Sunday 1 December 2019

Chaumont sur Loire - odd mix


Chaumont has a particular place among the châteaux de la Loire. It has a long history through the centuries from around the year thousand until now. It's not one of the top 5 to be visited but should certainly be on the B list. These days it focusses on events such as outdoor art festivals to attract visitors but there's plenty to see. This year marked 500 years since the Renaissance and the Loire Châteaux were making the most of the marketing opportunities.

The château stayed in the Amboise family for 500 years. Then, in 1465, Louis  XI had it burned to the ground to punish Pierre d'Amboise who was embroiled in a revolt against the king.

Eventually Pierre got back in favour and had his land returned to him whereby he set about rebuilding. The North wing (now gone), the West wing and the tower and the first bay of the South wing were part of a defensive building campaign with rampart walks. In the next century more Italian influences were introduced with a woman's hand.

Catherine de Medici, who married King Henri II, bought the château in 1550. The estate was highly profitable at this time due to a toll on the Loire River and farming activities. Legend has it that it was at Chaumont that astrologer Ruggieri predicted the end of the Valois dynasty in France, in favour of the Bourbons, beginning with Henri IV.

Catherine demanded the return of the Château de Chenonceau (occupied by her late husband's mistress) and in return gave Diane de Poitiers Chaumont, Chaumont owes much of its current appearance to Diane though she rarely stayed there, having her own estate at Anet.










One can visit Diane's bedroom and small dressing area in a turret and they look much as they would have in her day. The travelling trunk was very detailed and the bed carvings first rate. Her initials are everywhere.

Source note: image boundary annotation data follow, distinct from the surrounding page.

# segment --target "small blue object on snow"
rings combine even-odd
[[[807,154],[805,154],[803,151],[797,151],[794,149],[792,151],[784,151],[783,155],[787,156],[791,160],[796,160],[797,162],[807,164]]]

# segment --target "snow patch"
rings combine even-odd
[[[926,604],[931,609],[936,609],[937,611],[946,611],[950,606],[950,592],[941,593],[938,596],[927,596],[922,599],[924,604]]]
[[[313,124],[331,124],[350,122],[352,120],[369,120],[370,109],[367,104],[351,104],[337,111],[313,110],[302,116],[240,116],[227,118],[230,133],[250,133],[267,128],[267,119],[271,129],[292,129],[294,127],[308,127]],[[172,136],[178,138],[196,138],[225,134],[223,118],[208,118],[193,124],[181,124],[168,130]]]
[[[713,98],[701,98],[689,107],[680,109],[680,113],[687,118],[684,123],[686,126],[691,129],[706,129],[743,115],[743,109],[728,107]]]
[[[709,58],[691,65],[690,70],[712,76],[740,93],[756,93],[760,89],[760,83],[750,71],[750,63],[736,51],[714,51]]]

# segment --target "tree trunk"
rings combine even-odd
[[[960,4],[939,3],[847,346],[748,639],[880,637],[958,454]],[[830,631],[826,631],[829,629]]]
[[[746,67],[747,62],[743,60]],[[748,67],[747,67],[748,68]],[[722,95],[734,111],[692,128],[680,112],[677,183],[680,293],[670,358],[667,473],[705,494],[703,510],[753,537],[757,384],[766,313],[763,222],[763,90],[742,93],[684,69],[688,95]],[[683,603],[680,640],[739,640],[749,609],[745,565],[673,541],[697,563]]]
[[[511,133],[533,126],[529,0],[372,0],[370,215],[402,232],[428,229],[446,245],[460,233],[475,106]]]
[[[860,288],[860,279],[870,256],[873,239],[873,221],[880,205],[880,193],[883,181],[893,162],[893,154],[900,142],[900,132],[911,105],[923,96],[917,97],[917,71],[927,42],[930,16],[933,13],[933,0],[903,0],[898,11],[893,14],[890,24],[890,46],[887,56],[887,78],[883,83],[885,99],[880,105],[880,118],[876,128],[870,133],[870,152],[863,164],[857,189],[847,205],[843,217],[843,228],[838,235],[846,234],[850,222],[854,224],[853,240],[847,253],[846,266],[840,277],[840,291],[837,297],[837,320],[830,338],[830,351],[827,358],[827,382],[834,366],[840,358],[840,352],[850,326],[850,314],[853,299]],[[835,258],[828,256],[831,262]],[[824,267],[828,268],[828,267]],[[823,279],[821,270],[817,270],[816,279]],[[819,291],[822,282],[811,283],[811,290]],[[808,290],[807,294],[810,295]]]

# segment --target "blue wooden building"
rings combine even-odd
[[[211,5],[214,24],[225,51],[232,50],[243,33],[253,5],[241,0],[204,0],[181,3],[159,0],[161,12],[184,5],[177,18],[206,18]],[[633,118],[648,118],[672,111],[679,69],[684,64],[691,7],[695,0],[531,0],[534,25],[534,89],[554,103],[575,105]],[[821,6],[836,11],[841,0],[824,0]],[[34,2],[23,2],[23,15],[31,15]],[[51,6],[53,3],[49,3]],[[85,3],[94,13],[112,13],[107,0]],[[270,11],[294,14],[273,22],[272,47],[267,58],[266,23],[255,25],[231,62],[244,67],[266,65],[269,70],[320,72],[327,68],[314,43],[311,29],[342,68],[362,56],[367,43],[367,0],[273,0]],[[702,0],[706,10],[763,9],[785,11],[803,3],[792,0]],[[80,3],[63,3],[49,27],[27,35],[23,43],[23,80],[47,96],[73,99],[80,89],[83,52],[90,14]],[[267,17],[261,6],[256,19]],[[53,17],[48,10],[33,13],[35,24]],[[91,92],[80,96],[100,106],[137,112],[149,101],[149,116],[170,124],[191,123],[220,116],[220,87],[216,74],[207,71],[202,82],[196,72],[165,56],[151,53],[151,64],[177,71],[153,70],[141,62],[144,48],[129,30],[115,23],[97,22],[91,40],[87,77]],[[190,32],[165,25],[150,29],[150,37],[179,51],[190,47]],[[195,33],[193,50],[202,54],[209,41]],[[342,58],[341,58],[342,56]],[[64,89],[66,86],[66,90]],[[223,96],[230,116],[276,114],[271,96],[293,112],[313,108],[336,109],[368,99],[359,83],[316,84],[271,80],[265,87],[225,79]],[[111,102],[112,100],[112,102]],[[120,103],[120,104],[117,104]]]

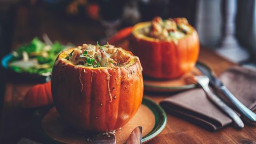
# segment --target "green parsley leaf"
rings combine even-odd
[[[73,50],[70,53],[69,53],[69,57],[71,57],[72,55],[73,55],[73,53],[74,53],[74,50]]]
[[[96,58],[100,58],[100,59],[102,59],[102,58],[100,55],[96,55]]]
[[[86,51],[85,51],[84,52],[84,55],[86,55],[87,53],[87,52]]]

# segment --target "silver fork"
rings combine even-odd
[[[239,127],[244,127],[244,123],[239,116],[211,91],[209,86],[210,79],[208,77],[206,76],[195,76],[193,78],[202,86],[207,98],[210,100],[228,115]]]

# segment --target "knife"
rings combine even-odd
[[[94,144],[116,144],[115,134],[111,132],[95,135],[93,140]]]
[[[250,121],[256,122],[256,114],[240,102],[225,86],[223,83],[204,64],[197,63],[196,67],[210,79],[210,86],[229,99],[239,111]]]
[[[141,144],[142,127],[137,126],[130,134],[126,144]]]

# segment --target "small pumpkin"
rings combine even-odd
[[[43,106],[53,102],[51,81],[32,86],[27,92],[22,103],[26,108]]]
[[[52,92],[61,117],[84,131],[119,129],[135,115],[142,102],[143,79],[139,59],[124,50],[133,55],[133,63],[94,68],[75,65],[65,59],[68,53],[74,55],[74,50],[59,55],[52,72]]]
[[[159,18],[156,19],[159,21]],[[199,54],[199,43],[196,30],[187,23],[191,31],[180,38],[163,39],[163,36],[171,34],[177,30],[179,23],[186,23],[184,18],[174,19],[173,26],[169,25],[170,32],[163,30],[159,38],[143,34],[143,29],[150,28],[153,22],[139,23],[133,27],[130,39],[132,51],[141,62],[145,76],[159,79],[171,79],[190,71],[195,65]],[[176,23],[177,25],[176,25]],[[160,29],[156,25],[155,29]],[[174,29],[171,29],[172,27]],[[156,31],[150,28],[153,36],[157,36]],[[162,37],[161,37],[162,36]]]

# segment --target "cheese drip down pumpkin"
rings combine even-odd
[[[142,70],[137,57],[109,44],[83,44],[63,51],[52,73],[57,109],[67,124],[79,130],[119,129],[141,103]]]
[[[139,23],[132,29],[130,48],[139,57],[143,74],[159,79],[178,77],[195,65],[199,43],[196,30],[185,18]]]

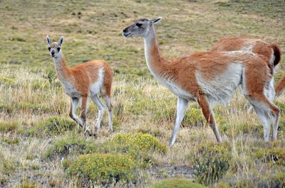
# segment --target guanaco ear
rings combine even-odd
[[[51,39],[49,38],[48,35],[46,35],[46,43],[48,43],[48,46],[51,46]]]
[[[58,45],[61,47],[62,44],[63,43],[63,36],[61,36],[58,40]]]
[[[152,24],[157,23],[159,23],[159,22],[161,21],[162,18],[162,17],[158,17],[158,18],[157,18],[150,20],[150,23],[151,23]]]

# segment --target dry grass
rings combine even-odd
[[[285,4],[280,1],[273,4],[266,1],[259,4],[262,12],[254,4],[247,6],[247,1],[0,1],[0,187],[76,187],[65,173],[63,158],[45,157],[56,140],[77,138],[100,145],[118,133],[142,132],[168,144],[176,98],[151,77],[141,40],[123,38],[122,29],[138,18],[162,16],[156,31],[161,51],[167,58],[205,50],[220,38],[229,35],[261,38],[279,44],[284,50],[285,23],[279,7]],[[105,59],[113,67],[115,133],[112,135],[108,133],[106,114],[96,138],[84,138],[78,128],[56,135],[31,134],[38,122],[51,116],[68,118],[69,99],[55,75],[46,50],[47,34],[52,40],[65,36],[63,50],[70,65],[86,60]],[[283,58],[279,74],[283,73],[284,62]],[[281,96],[277,101],[284,107],[285,97]],[[265,177],[266,180],[261,183],[270,186],[270,181],[285,170],[284,165],[274,164],[274,160],[254,155],[260,148],[285,148],[284,115],[279,140],[265,143],[260,121],[254,114],[247,111],[247,107],[248,103],[237,92],[229,105],[214,109],[232,157],[230,167],[219,179],[219,186],[231,182],[239,184],[240,187],[257,187]],[[97,109],[90,102],[89,126],[93,125],[96,116]],[[14,140],[16,138],[18,141]],[[211,143],[215,143],[214,134],[205,124],[197,104],[193,103],[175,146],[166,153],[147,155],[152,165],[158,167],[192,168],[193,153],[198,153],[201,145]],[[214,147],[219,145],[214,144]],[[78,155],[74,153],[64,159],[72,160]],[[142,179],[136,186],[147,187],[160,174],[182,176],[179,172],[165,174],[162,171],[150,176],[149,171],[148,167],[140,170]]]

Other areas of note include the dining area with attractive tapestries and a really lovely tiled floor, original, still very much adding a quality touch; the crests included in the window panes; the stables which are still in good condition, and are probably still used; the carriage storage which was in a dreadful state of presentation (smothered in dust); and rather odd artworks scattered about the buildings and grounds.





I overheard a tour guide explaining to a group of visitors that the chateau contains a very good collection of furniture and furnishings from the 19th century, particularly the trio of armchairs designed to facilitate some very close tête-a-têtes. Apparently they are quite rare. Certainly these ground floor rooms have a very 'Victorian' feel even though this is France.

Chaumont's landscaped grounds are a fairly recent creation compared to the chateau itself. Work was carried out in 1880 in favour of vast 'English-style' leisure grounds. Owner, Prince Henri-Amedee de Broglie bought up all the village buildings located in front of the château and demolished them. He funded the rebuilding of a new village on the banks of the Loire, the church and presbytery were added. Even the cemetery was moved.

Grandiose ideas don't always come to fruition. In 1903 the Broglies had a blueprint for a model farm drawn up and work was begun which went on for 10 years but was never completed (reminds me of Louis XIV's unfinished aqueduc fiasco).

Marie-Charlotte-Constance Say was heir to the Say sugar refinieries and was the last private owner of the château from 1875-1938. She headed up one of the greatest fortunes in Europe, bought the château in 1875 and married Broglie when she was only 17 years old. The changes they made to the château welcomed Edward VII of England, Don Carlos of Portugal, various maharajas and artists/actrices including Sarah Bernhardt.

Bad speculations by a director of the sugar factories damaged the family fortune and after the death of Broglie, the princess was careless with finances, on top of the Wall Street Crash. The estate was subdivided down to only 21 hectares and in 1937 the French State took possession of Chaumont, its tapistries and historical furniture. The estate then changed from a national monument to a regional one in 2007.


There were rooms along one wing that struck me as rather odd. They were full of old 'junk' scattered about to look 'nostalgic'? It gave an ill-kempt and gloomy air. Again, dust everywhere. Further along in the wing were the institutional 19Century servants quarters, empty and totally run-down.

Visiting Chaumont gives a good view of some things and rather a jarring view of others. The upkeep must be horrendous but still... get rid of the dust. Get some local schoolkids in to help.